E’ l’incipit commosso e lucido di una testimonianza consegnata al sito dell’Università di Palermo dal professore Francesco Vitale, ordinario di Igiene e medicina preventiva all’Università di Palermo e responsabile dell’Uoc (Unità operativa complessa) di Epidemiologia clinica del Policlinico ‘Paolo Giaccone’. E’ la storia di due compagni di Covid. Francesco Vitale è riuscito a riemergere. Il professore Angelo Ferrante, reumatologo conosciuto per scienza e sensibilità, ha detto addio alla vita. Questa lettera è anche un invito a non mancare di rispetto ai morti. Leggiamone alcuna passi.

“Angelo era in una stanza con un paziente anziano e particolarmente sofferente mentre io ero in una fase di miglioramento dalla malattia che mi consentiva anche di potergli eventualmente essere di aiuto. Pertanto, condividemmo la stanza di degenza per cinque giorni con grande piacere di entrambi. In quei cinque giorni imparai a conoscere il lato umano di Angelo Ferrante, il suo carattere riservato ma sincero, le sue paure derivanti dalla consapevolezza della malattia e della propria vulnerabilità ma anche la sua volontà determinata a volerla superare per poter tornare presto alla sua adorata famiglia ed al suo lavoro, i suoi modi gentili e il garbo con cui si rivolgeva al personale di assistenza sempre come ‘paziente’ e mai come medico, la sua iniziale timidezza, poi diventata confidenza, nel chiedermi se potevo aiutarlo a staccare l’ossigeno dall’erogatore a parete per attaccarlo al bombolino ed accompagnarlo in bagno. Angelo era una persona che si faceva davvero amare da tutti coloro che avevano la fortuna di interagire con lui ed i giorni passati insieme sono di quelli che non si possono dimenticare per intensità di emozioni e sentimenti. Quando, il 18 novembre, sono stato dimesso ci siamo abbracciati e promessi che ci saremmo ritrovati fuori da quella stanza per festeggiare l’uscita reciproca da quell’incubo di isolamento dell’anima, oltre che fisico, che è il Covid, ma ci siamo solo sentiti per messaggi e mai più rivisti”.

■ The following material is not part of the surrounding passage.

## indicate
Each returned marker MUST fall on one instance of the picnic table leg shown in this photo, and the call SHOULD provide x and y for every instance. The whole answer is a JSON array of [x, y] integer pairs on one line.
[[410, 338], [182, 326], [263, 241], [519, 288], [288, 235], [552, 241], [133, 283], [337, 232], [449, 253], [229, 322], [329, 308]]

“Dopo qualche settimana di reparto, infatti, Angelo si è aggravato ed è entrato in una spirale di assistenza intensiva durata 4 mesi, perlopiù in stato di incoscienza, che ha affrontato con forza e coraggio, dando a coloro che lo seguivano, prima fra tutti Giuliana Guggino, sua cara amica e collega che dava notizie a tutti noi, la speranza di vincere questa battaglia. Ma non è stato fortunato. Oggi, 11 aprile 2021, ho rivisto Angelo in camera mortuaria ed ho rivissuto alcuni momenti passati insieme che voglio dedicare alla sua memoria, all’esempio di compostezza con cui ha affrontato un destino che non gli ha concesso, temporalmente, l’aiuto di una vaccinazione che avrebbe potuto salvarlo insieme con le altre centinaia di persone che ogni giorno muoiono di Covid nel nostro Paese, a monito perenne per tutti quelli che oggi si permettono di rifiutarla sulla base di opinioni personali non motivate razionalmente, che, nella situazione di emergenza sanitaria che ancora viviamo, suona offensivo per chi ha rischiato la vita o l’ha persa a causa di questo maledetto virus”.

Al telefono, il professore Vitale dice: “Ho scritto questo messaggio in ricordo di un amico, ma soprattutto per riaffermare un punto: vaccinarsi è anche un dovere morale che dobbiamo a chi non ha avuto la nostra stessa fortuna. Io, ieri, in Fiera, ho vaccinato mia moglie con AstraZeneca”. Nella differenza dei destini, lo strappo: uno è tornato alla sua vita, l’altro no. Angelo Ferrante era un uomo capace di ascolto e di cura. Aveva cinquantadue anni. Lascia la famiglia, gli amici, i pazienti e un cratere di rimpianti.